On Thu, Nov 1, 2018 at 9:44 AM Warner Losh <imp@bsdimp.com> wrote:

There's another school of thought too that says the kernel has no business parsing strings with all the security implications of doing so...

yeah, it's an interesting question. But Unix is based on parsing strings. The kernel already parses lots of strings for paths, for all kinds of reasons, so adding another element in the kernel that uses paths seems acceptable. 

Well, if the nose of a camel comes in under the tent, the rest of the camel is sure to follow... Parsing a string path is rock simple, but are there two arguments or three for this command, and what happens if they are too long, or negative when you expect and fd, or or or.
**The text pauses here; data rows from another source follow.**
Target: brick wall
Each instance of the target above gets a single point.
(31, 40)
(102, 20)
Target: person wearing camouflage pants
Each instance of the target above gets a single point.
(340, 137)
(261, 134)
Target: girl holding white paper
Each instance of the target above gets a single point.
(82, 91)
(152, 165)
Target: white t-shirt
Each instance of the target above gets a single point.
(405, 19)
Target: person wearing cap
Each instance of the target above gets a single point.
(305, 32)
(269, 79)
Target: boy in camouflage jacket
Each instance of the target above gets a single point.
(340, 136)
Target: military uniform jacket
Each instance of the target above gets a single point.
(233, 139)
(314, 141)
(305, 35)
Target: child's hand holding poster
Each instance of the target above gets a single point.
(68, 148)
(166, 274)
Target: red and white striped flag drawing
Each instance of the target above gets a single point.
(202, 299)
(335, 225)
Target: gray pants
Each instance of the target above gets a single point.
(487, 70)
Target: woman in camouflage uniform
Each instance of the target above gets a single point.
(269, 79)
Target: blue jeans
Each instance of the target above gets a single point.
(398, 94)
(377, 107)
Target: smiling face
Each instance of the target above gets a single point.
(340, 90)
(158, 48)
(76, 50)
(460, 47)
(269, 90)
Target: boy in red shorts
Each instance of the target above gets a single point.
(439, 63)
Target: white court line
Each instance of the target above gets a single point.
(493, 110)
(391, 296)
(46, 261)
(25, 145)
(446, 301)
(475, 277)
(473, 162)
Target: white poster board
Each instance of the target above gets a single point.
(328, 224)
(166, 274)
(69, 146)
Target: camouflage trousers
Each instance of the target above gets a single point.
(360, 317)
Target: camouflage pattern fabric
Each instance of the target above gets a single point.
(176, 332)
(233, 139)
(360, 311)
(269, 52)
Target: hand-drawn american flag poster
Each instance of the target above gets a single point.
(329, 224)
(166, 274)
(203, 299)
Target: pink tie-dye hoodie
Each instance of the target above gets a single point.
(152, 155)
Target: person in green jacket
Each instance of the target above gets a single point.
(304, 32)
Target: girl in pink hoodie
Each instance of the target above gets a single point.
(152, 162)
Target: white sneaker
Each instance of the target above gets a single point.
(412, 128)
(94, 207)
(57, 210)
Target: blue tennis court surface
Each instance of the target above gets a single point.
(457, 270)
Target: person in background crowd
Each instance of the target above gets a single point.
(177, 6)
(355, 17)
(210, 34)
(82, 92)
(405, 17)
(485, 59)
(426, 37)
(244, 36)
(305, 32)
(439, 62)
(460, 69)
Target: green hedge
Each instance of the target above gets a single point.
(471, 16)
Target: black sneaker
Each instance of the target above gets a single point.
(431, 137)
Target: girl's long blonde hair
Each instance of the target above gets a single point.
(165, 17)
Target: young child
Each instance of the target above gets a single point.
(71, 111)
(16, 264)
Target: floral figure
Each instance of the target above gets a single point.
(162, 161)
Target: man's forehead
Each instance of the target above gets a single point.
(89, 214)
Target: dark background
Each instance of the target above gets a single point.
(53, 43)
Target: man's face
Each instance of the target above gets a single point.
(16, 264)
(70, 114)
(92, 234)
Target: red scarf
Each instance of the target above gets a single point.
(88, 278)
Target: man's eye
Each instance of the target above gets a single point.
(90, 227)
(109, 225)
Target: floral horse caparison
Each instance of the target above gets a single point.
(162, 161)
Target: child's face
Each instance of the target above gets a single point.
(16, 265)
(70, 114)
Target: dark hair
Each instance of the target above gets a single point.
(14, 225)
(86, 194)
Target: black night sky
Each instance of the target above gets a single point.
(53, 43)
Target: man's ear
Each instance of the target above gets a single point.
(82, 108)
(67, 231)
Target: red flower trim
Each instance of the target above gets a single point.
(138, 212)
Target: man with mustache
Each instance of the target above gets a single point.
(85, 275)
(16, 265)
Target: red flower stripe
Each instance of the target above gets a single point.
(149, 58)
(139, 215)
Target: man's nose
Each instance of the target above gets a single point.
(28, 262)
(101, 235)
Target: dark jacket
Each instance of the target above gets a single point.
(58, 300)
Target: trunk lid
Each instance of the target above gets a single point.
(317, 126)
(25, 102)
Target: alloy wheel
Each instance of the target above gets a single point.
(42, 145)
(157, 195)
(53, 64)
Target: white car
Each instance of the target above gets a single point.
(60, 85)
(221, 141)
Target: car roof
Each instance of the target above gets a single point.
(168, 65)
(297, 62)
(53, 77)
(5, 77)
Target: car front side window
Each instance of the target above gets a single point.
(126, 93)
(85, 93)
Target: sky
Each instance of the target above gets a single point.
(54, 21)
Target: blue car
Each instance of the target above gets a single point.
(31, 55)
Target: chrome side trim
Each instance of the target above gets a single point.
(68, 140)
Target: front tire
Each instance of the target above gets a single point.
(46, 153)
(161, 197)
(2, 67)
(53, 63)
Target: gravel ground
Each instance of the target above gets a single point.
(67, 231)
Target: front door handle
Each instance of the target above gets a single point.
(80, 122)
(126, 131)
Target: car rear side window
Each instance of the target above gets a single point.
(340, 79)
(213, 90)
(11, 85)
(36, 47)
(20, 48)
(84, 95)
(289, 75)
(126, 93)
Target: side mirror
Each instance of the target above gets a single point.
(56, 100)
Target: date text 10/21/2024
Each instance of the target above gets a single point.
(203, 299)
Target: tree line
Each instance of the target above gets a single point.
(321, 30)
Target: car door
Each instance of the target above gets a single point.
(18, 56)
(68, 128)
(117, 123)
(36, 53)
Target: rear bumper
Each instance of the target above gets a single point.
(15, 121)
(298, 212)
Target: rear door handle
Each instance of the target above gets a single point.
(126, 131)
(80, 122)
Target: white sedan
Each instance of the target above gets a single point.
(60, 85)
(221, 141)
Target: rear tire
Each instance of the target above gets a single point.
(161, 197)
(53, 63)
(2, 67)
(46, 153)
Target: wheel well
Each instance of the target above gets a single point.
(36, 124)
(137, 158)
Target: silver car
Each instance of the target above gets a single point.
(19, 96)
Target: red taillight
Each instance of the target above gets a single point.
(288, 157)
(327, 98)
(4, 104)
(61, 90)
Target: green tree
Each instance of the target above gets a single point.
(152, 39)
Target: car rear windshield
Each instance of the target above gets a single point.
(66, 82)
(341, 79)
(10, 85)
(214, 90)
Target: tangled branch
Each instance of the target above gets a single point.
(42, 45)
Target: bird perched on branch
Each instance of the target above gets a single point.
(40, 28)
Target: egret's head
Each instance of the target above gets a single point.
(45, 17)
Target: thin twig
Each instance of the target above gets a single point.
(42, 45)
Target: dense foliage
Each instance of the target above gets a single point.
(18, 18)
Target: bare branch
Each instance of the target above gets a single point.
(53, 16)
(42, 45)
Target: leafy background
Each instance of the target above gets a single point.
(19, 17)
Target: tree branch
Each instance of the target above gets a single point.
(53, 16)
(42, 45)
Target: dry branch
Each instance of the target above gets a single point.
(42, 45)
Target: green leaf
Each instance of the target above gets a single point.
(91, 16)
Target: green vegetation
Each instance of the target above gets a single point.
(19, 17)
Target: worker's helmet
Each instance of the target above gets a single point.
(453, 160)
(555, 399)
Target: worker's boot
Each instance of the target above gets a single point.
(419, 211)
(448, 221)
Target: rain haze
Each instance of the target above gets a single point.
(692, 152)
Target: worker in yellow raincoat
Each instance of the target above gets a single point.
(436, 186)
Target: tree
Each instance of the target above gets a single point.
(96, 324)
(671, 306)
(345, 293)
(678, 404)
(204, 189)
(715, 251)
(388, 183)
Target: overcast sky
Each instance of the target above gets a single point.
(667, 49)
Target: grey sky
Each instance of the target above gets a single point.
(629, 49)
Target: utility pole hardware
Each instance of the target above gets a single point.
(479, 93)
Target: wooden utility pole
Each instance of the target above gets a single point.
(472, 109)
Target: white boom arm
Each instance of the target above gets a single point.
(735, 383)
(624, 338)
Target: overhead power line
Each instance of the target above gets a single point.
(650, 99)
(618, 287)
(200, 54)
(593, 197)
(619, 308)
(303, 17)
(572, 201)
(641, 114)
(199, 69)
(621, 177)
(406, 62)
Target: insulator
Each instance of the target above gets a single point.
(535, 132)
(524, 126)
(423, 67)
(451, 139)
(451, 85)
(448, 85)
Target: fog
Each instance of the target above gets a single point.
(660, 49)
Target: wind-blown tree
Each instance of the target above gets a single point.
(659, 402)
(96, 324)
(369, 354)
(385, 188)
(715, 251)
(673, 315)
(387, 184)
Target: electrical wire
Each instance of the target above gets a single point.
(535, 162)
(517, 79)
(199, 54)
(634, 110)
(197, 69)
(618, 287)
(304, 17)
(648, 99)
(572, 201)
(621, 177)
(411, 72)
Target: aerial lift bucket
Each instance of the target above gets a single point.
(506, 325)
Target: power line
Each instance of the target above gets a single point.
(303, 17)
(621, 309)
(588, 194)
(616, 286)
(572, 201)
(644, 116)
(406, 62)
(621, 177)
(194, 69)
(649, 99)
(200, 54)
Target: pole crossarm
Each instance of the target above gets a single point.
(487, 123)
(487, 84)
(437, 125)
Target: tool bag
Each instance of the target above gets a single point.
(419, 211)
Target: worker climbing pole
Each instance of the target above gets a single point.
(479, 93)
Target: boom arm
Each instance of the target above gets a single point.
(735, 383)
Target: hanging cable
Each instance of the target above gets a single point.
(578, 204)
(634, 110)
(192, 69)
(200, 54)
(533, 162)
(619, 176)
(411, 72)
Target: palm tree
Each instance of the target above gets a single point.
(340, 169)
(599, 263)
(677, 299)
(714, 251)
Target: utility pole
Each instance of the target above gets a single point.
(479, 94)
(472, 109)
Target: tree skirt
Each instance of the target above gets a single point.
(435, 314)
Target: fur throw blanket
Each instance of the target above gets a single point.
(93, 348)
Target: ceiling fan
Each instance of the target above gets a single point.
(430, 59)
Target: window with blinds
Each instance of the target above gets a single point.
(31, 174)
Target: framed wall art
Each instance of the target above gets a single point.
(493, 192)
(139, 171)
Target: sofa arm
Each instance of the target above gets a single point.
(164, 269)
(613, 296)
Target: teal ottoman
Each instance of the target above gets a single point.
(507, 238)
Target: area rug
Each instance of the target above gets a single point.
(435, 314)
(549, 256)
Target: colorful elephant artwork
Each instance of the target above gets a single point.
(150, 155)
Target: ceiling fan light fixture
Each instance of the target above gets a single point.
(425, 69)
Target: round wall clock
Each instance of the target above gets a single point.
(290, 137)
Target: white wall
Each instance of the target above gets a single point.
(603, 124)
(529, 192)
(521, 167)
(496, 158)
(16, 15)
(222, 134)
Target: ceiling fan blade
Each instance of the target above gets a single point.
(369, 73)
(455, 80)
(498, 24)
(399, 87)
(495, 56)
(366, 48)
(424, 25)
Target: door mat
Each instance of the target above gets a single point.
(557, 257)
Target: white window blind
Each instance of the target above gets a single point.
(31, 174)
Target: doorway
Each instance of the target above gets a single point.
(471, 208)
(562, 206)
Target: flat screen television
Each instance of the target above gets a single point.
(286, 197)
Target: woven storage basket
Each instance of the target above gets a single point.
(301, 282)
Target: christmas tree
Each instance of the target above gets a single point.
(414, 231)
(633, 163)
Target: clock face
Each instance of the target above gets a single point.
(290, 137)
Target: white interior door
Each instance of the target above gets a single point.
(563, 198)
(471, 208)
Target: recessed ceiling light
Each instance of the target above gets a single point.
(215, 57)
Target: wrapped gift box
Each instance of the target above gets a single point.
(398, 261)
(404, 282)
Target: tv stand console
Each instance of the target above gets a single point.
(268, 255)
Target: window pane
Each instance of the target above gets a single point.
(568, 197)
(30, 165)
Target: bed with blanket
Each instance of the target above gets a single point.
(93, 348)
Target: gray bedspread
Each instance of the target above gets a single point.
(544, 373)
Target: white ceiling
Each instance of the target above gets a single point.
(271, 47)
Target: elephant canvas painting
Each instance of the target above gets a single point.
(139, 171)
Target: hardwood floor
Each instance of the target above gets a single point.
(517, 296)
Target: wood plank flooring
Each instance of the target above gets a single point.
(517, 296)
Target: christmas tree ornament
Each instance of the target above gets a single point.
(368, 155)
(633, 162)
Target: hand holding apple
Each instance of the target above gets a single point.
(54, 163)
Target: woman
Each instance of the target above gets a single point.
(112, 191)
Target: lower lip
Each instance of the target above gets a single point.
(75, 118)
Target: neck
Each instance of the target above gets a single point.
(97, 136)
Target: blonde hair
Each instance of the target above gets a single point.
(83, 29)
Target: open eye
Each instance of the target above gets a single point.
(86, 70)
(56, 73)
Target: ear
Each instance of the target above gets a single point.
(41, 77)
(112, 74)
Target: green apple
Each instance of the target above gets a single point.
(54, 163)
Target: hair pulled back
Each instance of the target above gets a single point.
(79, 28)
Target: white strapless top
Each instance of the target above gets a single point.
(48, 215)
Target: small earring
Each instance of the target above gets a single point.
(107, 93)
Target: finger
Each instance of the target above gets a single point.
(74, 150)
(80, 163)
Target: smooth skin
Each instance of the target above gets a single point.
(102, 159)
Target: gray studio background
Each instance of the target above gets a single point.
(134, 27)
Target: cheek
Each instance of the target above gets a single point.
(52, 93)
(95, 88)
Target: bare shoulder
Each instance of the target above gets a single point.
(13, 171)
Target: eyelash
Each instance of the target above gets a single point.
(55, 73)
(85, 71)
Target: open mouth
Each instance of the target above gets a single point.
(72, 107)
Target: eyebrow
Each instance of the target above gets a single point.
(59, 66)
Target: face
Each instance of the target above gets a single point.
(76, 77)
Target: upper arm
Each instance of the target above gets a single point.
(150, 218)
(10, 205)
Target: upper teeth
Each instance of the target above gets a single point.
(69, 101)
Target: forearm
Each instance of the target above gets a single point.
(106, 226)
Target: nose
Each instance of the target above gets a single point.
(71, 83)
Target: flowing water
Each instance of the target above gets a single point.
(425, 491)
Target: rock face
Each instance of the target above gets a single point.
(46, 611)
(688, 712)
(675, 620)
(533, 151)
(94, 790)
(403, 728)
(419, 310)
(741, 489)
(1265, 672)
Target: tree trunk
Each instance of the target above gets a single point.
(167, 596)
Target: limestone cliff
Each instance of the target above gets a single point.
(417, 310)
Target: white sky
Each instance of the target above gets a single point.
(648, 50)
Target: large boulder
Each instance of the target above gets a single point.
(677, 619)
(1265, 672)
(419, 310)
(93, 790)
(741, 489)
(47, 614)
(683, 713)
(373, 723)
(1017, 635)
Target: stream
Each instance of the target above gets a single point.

The CVE-archive is littered with people who thought parsing in the kernel was simple and easy...
The bigger problem for Plan 9 that started to bite was i8n. All the Plan 9 messages are English, oops. All the control messages are english. And so on. 

And, further, that network architecture I referenced is much less efficient than the BSD model -- 5 system calls per accept! so that was starting to hit us here on the Akaros project, since we imported the entire Plan 9 network stack into akaros, along with the drivers. Linux left us in the dust on network connections/second. We were going to change it had Akaros continued.

That's the other reason to not do stings in the kernel: parsing is takes time.

I'll grant there's a balance here: A single int fd is nice so you don't have to pass a pointer to the device call function and provides a level of abstraction that blocks many bad data attacks. But even with this interface there's been issues with improper range checks for some interfaces.